A full-scale alternative to the Episcopal Church, the Anglican Church of North America, is now in existence. It should perhaps come as no surprise that Pastor Rick Warren addressed the founding assembly in June 2009, and stepped onto the stage ‘to a standing ovation’.
The hue and cry against homosexuals in Uganda, and against gay Anglican bishops in the USA, comes from a fundamentalist reading of the Bible that’s used for authoritarian social ends. Jessica Horn, writing about the situation in Uganda says, ‘The emphasis on criminalizing advocacy for LGBTQI rights points to an agenda of controlling the actions of progressive civil society, and suggests a broader goal of silencing progressive voices, not least in the run-up to a controversial presidential election in Uganda in 2011’.

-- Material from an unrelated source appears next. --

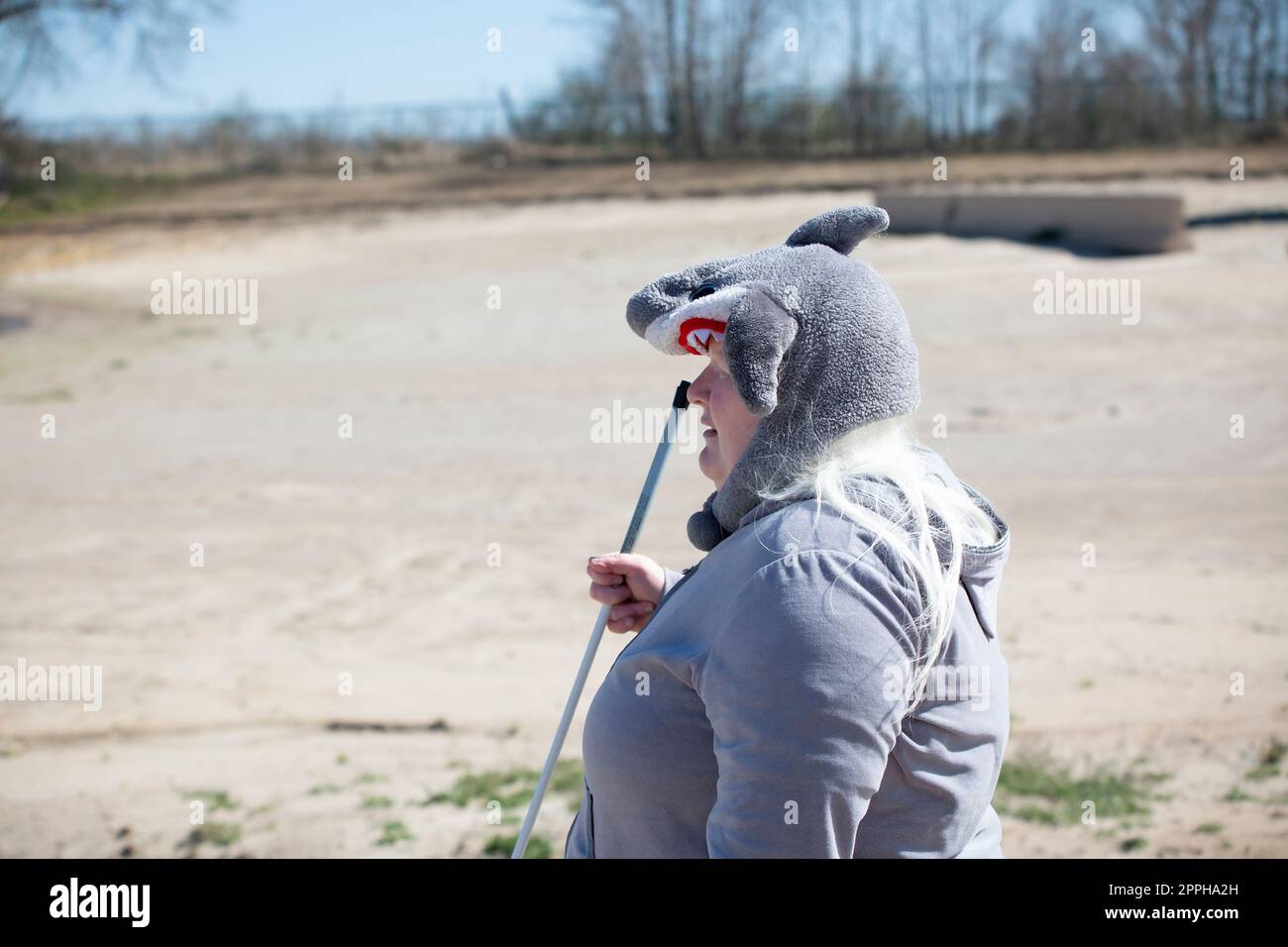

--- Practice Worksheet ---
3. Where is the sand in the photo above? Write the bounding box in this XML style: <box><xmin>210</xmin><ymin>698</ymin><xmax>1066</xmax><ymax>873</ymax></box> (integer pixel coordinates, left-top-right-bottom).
<box><xmin>0</xmin><ymin>177</ymin><xmax>1288</xmax><ymax>857</ymax></box>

But progressive civil society in Uganda has not given up the ghost. On Valentines Day 2010, more than 200 LGBT Ugandans gathered in Kampala under the auspices of Ugandan Unitarian Universalist minister Mark Kiyimba, for a ‘pride parade in a closet’ and to strategise against the ‘Kill Gays’ bill. In the recent British documentary ‘Africa’s Last Taboo’ homosexual men from Uganda, Kenya and Malawi, spoke openly about their difficulties, and their determination not to be cowed. The ‘brethren’ may be strategising to take power, and may actually have power in some instances – but they have not yet won.
However, the massive split in the Anglican Communion has already had consequences that go way beyond the church. As Kapya Kaoma says, ‘Even if conservatives fall short of their goal of takeover of the mainstream US churches, the decades-long campaigns of destabilization have weakened once powerful forces for social justice in the US and abroad’.